The Conquest Of Fear – by Gerry Hogan
…it has always seemed to me that 90 percent of golfers never manage to extract from golf more than 10 percent of the pleasure that the game offers. This is a very sad state of affairs, and if this book did more than help readers get more enjoyment from golf by reshaping their attitude to it, then I feel it had succeeded. Golf is a game of penalties-the trees and the water and the sand aren’t put on the golf course for golfers to admire but for golfers to fear. Yet what precisely is the golfer afraid of? The trees and water and sand cannot themselves do any harm. No, the cause of the fear is the system of penalties-the numbers game.
Humans have been rearranging the landscape for thousands of years, but only in a few instances have they succeeded in matching or improving on the beauty of nature. The golf course is often one of them. The hours you spend going around the course ought to be hours of delight and freedom from everyday cares. The golfer might well respond to this by saying, sure, he would enjoy the delights of the course a lot more if he could only hit the ball a lot better. Well, herein lies a paradox. You first must learn to hit the ball without fear of the possible consequences and, only after that to write down the numbers. This not to say you should adopt a bill-at-the-gate attitude. Rather, you should first weigh up all the variables; second, decide what you have to do; and third, execute that decision without fear of what may happen.
What I have suggested here is actually the essence of positive thinking. It leaves the golfer no way out, no easy excuse path, no cushions. Either you have the courage to do what you have decided should be done or you don’t have it. If you don’t have it, you cannot buy it, steal it or disguise from yourself the fact that you don’t have it. Courage has to be earned the hard way. You can but books and videos and study how the champions swing a club, but that alone can never make you a great player. If you watch, say, Jack Nicklaus in action, all you see is the external, visible dimension of his golf swing. You don’t see the courage that underpins every shot that he plays. Courage is the fuel that drives the human machine to greater heights. If you want to play like Nicklaus, I suggest you have a long, hard talk with yourself before you go pounding thousands of balls a week in pursuit of a dream. Nicklaus freed himself of fear, so he was able to soar like an eagle. If fear has reduced you to a sparrow, no amount of lessons or new clubs will help you fly any higher…

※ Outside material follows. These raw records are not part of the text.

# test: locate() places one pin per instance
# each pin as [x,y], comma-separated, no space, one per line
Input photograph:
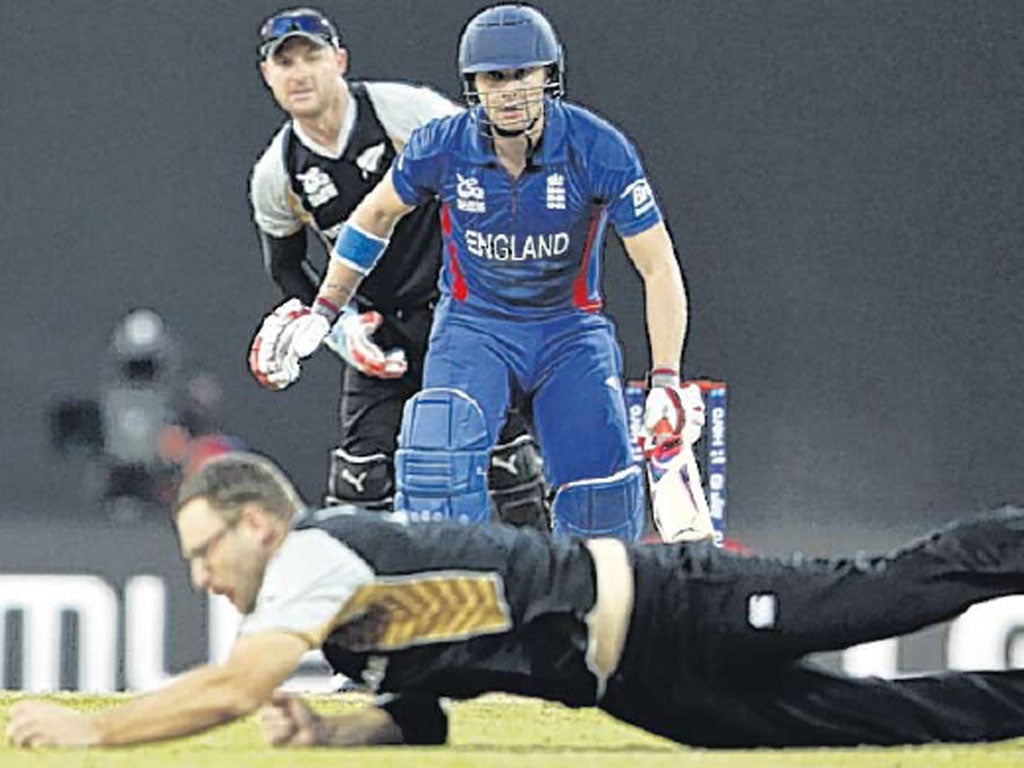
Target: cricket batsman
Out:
[528,185]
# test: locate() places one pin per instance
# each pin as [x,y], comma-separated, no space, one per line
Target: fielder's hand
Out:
[288,721]
[349,339]
[672,414]
[45,724]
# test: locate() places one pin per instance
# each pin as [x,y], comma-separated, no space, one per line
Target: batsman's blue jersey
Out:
[528,246]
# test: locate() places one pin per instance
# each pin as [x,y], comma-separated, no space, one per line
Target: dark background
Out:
[843,179]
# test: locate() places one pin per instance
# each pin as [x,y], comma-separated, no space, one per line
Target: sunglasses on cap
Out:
[304,22]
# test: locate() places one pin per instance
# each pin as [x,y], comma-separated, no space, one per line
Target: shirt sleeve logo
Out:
[470,195]
[643,198]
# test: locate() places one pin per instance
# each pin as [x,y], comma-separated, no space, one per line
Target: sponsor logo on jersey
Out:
[643,198]
[470,195]
[503,247]
[556,192]
[317,185]
[762,610]
[370,159]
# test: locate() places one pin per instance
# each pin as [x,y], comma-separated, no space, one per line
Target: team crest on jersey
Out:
[370,159]
[556,192]
[643,198]
[470,195]
[317,185]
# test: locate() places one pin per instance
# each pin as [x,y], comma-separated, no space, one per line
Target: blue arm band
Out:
[357,249]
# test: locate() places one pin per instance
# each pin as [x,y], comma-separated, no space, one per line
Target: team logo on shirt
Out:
[470,195]
[556,192]
[762,610]
[643,198]
[502,247]
[317,185]
[370,159]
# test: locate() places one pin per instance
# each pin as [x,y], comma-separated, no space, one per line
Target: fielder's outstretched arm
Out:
[196,701]
[361,242]
[666,304]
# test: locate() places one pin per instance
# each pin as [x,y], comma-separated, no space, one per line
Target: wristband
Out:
[357,249]
[665,377]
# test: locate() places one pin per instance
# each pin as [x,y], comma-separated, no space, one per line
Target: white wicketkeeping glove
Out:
[290,333]
[349,339]
[672,414]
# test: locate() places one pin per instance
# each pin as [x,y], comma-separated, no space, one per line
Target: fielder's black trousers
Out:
[714,652]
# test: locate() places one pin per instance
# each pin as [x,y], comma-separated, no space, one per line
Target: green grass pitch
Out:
[492,731]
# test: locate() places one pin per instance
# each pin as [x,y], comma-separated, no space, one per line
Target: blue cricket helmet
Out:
[510,37]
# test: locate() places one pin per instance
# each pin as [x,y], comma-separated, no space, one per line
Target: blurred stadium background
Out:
[845,181]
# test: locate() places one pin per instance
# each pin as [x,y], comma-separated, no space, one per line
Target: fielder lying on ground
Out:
[684,640]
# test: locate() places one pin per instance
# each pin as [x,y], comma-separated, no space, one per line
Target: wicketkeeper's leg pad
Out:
[366,481]
[603,507]
[442,457]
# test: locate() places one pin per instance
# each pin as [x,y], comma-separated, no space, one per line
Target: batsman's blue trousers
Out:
[568,368]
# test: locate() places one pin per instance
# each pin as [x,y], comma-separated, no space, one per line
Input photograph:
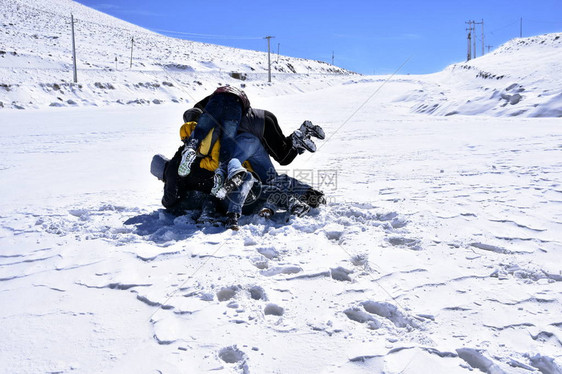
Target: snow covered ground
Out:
[440,248]
[439,251]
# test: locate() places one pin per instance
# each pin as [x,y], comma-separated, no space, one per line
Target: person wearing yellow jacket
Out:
[276,188]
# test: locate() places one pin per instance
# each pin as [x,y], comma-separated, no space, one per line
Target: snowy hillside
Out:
[521,78]
[36,68]
[439,251]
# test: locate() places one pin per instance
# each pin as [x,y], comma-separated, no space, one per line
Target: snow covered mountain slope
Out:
[36,67]
[440,250]
[521,78]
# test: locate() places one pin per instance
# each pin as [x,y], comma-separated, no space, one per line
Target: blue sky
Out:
[369,37]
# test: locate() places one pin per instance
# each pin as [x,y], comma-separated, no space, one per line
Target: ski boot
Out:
[302,142]
[218,182]
[266,213]
[236,174]
[313,198]
[297,207]
[308,129]
[232,221]
[188,155]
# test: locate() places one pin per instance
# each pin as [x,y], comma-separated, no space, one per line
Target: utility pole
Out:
[269,57]
[132,43]
[482,36]
[474,23]
[73,49]
[469,37]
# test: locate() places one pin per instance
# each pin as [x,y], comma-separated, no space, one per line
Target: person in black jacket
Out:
[222,111]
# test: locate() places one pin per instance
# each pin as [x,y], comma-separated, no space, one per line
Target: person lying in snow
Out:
[274,191]
[222,112]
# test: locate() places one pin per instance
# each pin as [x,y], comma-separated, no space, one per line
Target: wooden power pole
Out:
[73,49]
[269,57]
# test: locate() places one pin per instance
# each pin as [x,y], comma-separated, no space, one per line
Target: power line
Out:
[207,36]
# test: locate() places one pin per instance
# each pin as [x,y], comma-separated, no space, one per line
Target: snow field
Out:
[439,248]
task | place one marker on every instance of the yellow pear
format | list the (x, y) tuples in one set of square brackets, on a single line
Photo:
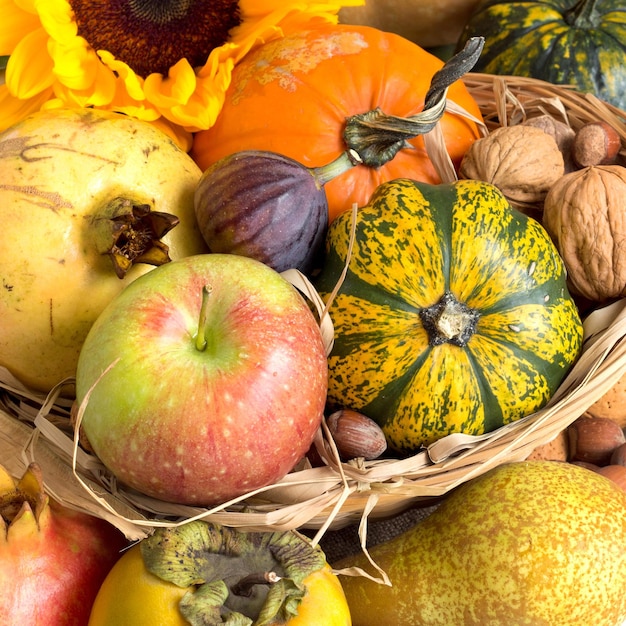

…Here is a rule of thumb that has served me well over the years: if you don’t like something, change it. If you meet it head-on but cannot change it, then walk away from it and forget it. If you choose to do neither of these, then learn to live with the misery that will surely come your way….
…You might collect a few scars by taking this positive approach, but remember that scars are always found on heroes, rarely on cowards.
What do you think? Does that article motivate you to get out and hit the golf ball? It certainly fired me up and changed my perspective on the game.